文本提取 - 逐行答案

【问题标题】：Text extraction - line-by-line文本提取 - 逐行
【发布时间】：2017-02-22 12:06:41
【问题描述】：

我正在使用 Google Vision API，主要用于提取文本。我工作得很好，但对于我需要 API 扫描输入行的特定情况，在移动到下一行之前吐出文本。但是，API 似乎正在使用某种逻辑，使其在左侧从上到下扫描，然后移动到右侧并进行从上到下的扫描。如果 API 从左到右读取、向下移动等等，我会很高兴的。

例如，考虑图像：

API 返回如下文本：

“ Name DOB Gender: Lives In John Doe 01-Jan-1970 LA ”

然而，我本来希望是这样的：

“ Name: John Doe DOB: 01-Jan-1970 Gender: M Lives In: LA ”

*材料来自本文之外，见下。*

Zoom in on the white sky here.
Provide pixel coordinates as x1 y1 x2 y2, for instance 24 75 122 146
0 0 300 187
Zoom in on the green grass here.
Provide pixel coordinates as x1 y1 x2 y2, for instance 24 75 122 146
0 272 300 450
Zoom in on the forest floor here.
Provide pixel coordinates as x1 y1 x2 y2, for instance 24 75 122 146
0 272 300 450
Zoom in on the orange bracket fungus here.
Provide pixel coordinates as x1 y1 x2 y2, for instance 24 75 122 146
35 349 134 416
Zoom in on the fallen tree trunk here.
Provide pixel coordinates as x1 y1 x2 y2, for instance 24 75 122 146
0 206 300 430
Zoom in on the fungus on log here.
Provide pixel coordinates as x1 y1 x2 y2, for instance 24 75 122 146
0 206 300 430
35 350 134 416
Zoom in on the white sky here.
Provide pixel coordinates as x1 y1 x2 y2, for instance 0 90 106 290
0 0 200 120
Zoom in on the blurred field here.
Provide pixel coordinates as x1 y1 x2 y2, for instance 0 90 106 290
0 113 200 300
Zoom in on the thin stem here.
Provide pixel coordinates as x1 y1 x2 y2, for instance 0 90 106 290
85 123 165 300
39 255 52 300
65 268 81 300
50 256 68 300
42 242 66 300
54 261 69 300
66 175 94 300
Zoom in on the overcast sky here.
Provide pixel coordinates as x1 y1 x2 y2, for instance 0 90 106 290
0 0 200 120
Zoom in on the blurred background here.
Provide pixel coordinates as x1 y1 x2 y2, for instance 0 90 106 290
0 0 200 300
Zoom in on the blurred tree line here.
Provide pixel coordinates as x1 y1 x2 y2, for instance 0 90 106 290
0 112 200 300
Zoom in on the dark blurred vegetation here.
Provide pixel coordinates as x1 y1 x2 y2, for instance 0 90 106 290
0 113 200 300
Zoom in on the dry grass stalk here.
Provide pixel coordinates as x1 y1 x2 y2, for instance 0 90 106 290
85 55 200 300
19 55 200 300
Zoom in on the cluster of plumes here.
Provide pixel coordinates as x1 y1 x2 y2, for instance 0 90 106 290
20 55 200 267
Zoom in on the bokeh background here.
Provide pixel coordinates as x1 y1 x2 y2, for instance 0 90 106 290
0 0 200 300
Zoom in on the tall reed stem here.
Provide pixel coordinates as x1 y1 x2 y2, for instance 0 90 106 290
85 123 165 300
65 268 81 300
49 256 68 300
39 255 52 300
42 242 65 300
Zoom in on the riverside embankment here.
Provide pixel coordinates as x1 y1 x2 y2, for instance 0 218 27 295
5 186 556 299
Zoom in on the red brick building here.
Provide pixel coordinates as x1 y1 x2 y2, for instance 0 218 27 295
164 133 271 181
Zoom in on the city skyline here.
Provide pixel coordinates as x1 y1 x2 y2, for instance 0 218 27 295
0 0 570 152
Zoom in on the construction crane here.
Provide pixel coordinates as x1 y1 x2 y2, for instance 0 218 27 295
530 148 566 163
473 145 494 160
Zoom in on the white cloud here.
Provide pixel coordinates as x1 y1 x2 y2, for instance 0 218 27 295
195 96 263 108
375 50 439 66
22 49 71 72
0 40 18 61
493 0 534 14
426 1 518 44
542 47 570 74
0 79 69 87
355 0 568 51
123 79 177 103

我想有一种方法可以定义块大小或边距设置（？）以逐行读取图像/扫描？

感谢您的帮助。亚历克斯

【问题讨论】：

标签： google-cloud-vision google-vision

【解决方案1】：

这可能是一个较晚的答案，但添加它以供将来参考。您可以向 JSON 请求添加功能提示以获得所需的结果。

{
  "requests": [
    {
      "image": {
        "source": {
          "imageUri": "https://i.stack.imgur.com/TRTXo.png"
        }
      },
      "features": [
        {
          "type": "DOCUMENT_TEXT_DETECTION"
        }
      ]
    }
  ]
}

对于相距甚远的文本，DOCUMENT_TEXT_DETECTION 也不提供正确的行分割。

下面code根据字符多边形坐标做简单的线段分割。

https://github.com/sshniro/line-segmentation-algorithm-to-gcp-vision

【讨论】：

我看到了这段代码，它读起来很短，但我想在 Java 中使用它，如何隐藏它？
语法大致相同。该算法使用多边形计算库，因此应该使用类似的库来确定点是否在 Java 中的多边形内。
谢谢，我在java中用：两个矩形的空间重叠
这个 javascript 代码对我有用，但我可以为 python 获得相同的代码吗？

【解决方案2】：

这里有一个简单的代码，可以逐行阅读。 y 轴表示行，x 轴表示行中的每个单词。

items = []
lines = {}

for text in response.text_annotations[1:]:
    top_x_axis = text.bounding_poly.vertices[0].x
    top_y_axis = text.bounding_poly.vertices[0].y
    bottom_y_axis = text.bounding_poly.vertices[3].y

    if top_y_axis not in lines:
        lines[top_y_axis] = [(top_y_axis, bottom_y_axis), []]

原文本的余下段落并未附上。